Marine underwriting’s data evolution

By Anne Marie Elder, IUMI Data and Digitalisation Forum & Marine Global Chief Underwriting Officer, AXA XL

Few might have imagined its impact when Malcolm McLean introduced the shipping container to the world in 1956. Before his invention, lots of small cargo required excess handling, making the process costly, inefficient, and prone to losses. Because of the shipping container, global intermodal transportation was born.      

As containerisation disrupted the shipping industry, data and digitalisation are poised to do the same for marine underwriters. It’s going to change everything. 

Marine insurance’s long history has made old habits hard to break. We have clung to paper, pencils, and manual processes perhaps a little longer than other lines of insurance. Today, underwriting has evolved to harness the power of data analytics and new technologies to gain a better understanding of marine risk than ever before. And we have just begun.

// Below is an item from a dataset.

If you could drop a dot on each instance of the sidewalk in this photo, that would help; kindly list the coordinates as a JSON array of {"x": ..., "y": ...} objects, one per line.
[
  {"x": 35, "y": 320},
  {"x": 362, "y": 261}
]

A better understanding of risk

New monitoring tools already provide tremendous value in helping marine underwriters monitor exposures and risk aggregations.

When Russia invaded Ukraine, for instance, knowing precisely what marine exposures were in Ukraine was critical. AXA XL’s Poseidon platform, a proprietary shipping vessel monitoring tool, provided us with near-real-time data on exactly where our insured vessels were. Using world fleet data, we made credible estimates of our cargo exposures. Through Poseidon, we see a comprehensive view of our clients’ assets and their exposure to perils. Our clients can receive real-time alerts and advice from our prevention experts.


Data-driven ratings and products

Getting to a point where we have enough information to analyse trends and do predictive modelling will enable us to support marine underwriters to make more data-led decisions, which differentiate on price or terms for individual risks.

The products we provide might also change. Not long ago, pay-per-mile auto insurance was a foreign concept. With telematics, usage-based auto insurance became a reality. Could marine find a similar technology-driven model that accounts for fluctuations in exposures throughout the year?

We are seeing a sharp rise in technologies providing solutions for the marine industry – from companies tracking vessel spoofing to others looking to track cargo accumulations around the world in real-time. More such tools could spur new marine insurance products like parametric and carbon offset products, supporting companies’ ESG efforts.


Stronger partnerships with clients and brokers

Leaping data-driven marine underwriting requires a mind shift.  We need access to available information and collaboration across the value chain. Not everyone is comfortable sharing data. The information needs to be accurate so that the inference is correct. Changing minds will require us to show data’s big benefits. 

The most significant change will be the insurer-customer interaction – moving from a transactional relationship to a risk management partnership.